A frase antológica que intitula a coluna, do jagunço
Riobaldo, em Grande Sertão: Veredas, de Guimarães Rosa, nunca foi tão
universal. No romance, repete-se muitas vezes, como as referências aos
redemoinhos e ao diabo. “Hoje, sei. E sei que em cada virada de campo, e
debaixo de sombra de cada árvore, está dia e noite um diabo, que não dá
movimento, tomando conta. Um que é o romãozinho, é um diabo menino, que corre
adiante da gente, alumiando com lanterninha, em o meio certo do sono. Dormi,
nos ventos. Quando acordei, não cri: tudo que é bonito é absurdo — Deus
estável.”
A situação que os brasileiros estão passando em meio à
pandemia do coronavírus é como ter um pesadelo acordado. Estamos numa travessia
marcada pela incerteza, na qual um vírus terrível vive à espreita. Sair às ruas
é um risco, ao qual cada vez mais pessoas estão submetidas, seja pelo número de
infectados assintomáticos que circulam, seja pela necessidade de voltar ao
trabalho para sobreviver. Ontem, batemos recorde de casos da covid-19
registrados em 24 horas. Segundo o Ministério da Saúde, foram nada menos que
67,8 mil diagnósticos positivos, somando 2,227 milhões de casos confirmados. O
recorde anterior, em 19 de junho, era de 54 mil casos. As mortes por covid-19
registradas nas últimas 24 horas foram 1.284. Subiu para 82.771 o número de
óbitos pela doença no país.
A pandemia continua assombrosa em São Paulo, onde avançou
pelo interior, e pressiona os estados do Sul e do Centro-Oeste. No Norte e
Nordeste do país, parece que o pior já passou. Impossível dissociar a
sofisticada filosofia do jagunço Riobaldo do diplomata Guimarães Rosa, o
escritor: “No real da vida, as coisas acabam com menos formato, nem acabam.
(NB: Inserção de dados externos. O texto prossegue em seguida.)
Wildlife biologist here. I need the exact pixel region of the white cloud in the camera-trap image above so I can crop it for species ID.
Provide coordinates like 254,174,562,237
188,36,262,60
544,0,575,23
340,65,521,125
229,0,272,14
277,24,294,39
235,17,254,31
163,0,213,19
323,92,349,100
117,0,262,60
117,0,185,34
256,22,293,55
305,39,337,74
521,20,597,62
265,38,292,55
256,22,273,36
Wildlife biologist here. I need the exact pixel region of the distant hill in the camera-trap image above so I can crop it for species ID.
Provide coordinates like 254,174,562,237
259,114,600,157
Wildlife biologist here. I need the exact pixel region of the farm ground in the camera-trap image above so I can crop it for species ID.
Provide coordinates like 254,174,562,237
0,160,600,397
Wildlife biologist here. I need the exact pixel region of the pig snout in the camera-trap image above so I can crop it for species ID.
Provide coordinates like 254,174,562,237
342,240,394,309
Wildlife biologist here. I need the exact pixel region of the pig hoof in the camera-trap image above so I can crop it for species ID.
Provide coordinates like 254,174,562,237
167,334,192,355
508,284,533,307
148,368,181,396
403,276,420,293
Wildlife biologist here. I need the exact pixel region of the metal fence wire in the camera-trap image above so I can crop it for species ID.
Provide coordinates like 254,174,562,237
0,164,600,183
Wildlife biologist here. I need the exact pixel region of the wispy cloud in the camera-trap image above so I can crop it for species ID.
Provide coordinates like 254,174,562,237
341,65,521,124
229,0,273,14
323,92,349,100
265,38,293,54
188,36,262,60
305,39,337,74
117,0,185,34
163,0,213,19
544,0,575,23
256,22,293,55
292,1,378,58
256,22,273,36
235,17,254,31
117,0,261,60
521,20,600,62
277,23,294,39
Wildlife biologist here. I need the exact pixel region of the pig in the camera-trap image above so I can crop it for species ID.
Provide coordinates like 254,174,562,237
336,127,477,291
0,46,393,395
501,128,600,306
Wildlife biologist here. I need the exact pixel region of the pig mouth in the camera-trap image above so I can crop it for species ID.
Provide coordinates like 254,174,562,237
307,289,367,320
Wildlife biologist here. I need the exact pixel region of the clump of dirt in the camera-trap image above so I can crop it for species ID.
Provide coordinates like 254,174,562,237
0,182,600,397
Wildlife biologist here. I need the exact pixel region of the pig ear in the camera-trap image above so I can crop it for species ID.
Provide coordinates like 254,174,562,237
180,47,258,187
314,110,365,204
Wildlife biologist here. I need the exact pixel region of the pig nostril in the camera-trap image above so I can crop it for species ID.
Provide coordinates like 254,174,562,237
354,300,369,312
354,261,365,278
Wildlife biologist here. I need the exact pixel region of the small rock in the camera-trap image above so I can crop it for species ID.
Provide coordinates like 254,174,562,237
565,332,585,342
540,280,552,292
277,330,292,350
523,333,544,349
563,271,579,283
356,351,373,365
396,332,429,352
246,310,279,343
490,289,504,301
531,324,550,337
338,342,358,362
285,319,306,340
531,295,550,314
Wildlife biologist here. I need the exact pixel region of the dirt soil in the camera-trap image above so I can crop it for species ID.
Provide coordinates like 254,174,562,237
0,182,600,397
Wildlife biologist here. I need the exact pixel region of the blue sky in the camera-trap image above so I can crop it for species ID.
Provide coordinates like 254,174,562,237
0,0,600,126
Melhor assim. Pelejar por exato, dá erro contra a gente. Não se queira. Viver é
muito perigoso…”. Riobaldo flertava com correntezas e redemoinhos: “Viver — não
é? — é muito perigoso. Porque ainda não se sabe. Porque aprender a viver é que
é o viver mesmo”.
Sem controle
O Brasil está relaxando as quarentenas, a política de
isolamento social. Mesmo com 82,7 mil mortes, as cidades estão reabrindo o
comércio, as pessoas voltam a circular, nos transportes lotados e calçadas
apinhadas, o risco não diminuiu, aumentou. Doze estados ainda registram
expansão da doença: Paraná, Rio Grande do Sul, Santa Catarina, Goiás, Mato
Grosso do Sul, Mato Grosso, Amapá, Pará, Rondônia, Roraima, Tocantins e
Paraíba. Ao mesmo tempo, a omissão do governo federal começa a produzir
indicadores objetivos que responsabilizam o presidente Jair Bolsonaro e o
ministro interino da Saúde, o general Eduardo Pazuello, pelo fato de a pandemia
permanecer sem controle. Tudo tem seu preço.
A deliberada “descoordenação” do Ministério da Saúde no
combate à pandemia se traduz na execução orçamentária da pasta, questionada,
ontem, no Tribunal de Contas da União (TCU). O ministro Benjamin Zymler afirmou
que é muito “baixa” a execução dos recursos destinados ao combate à pandemia.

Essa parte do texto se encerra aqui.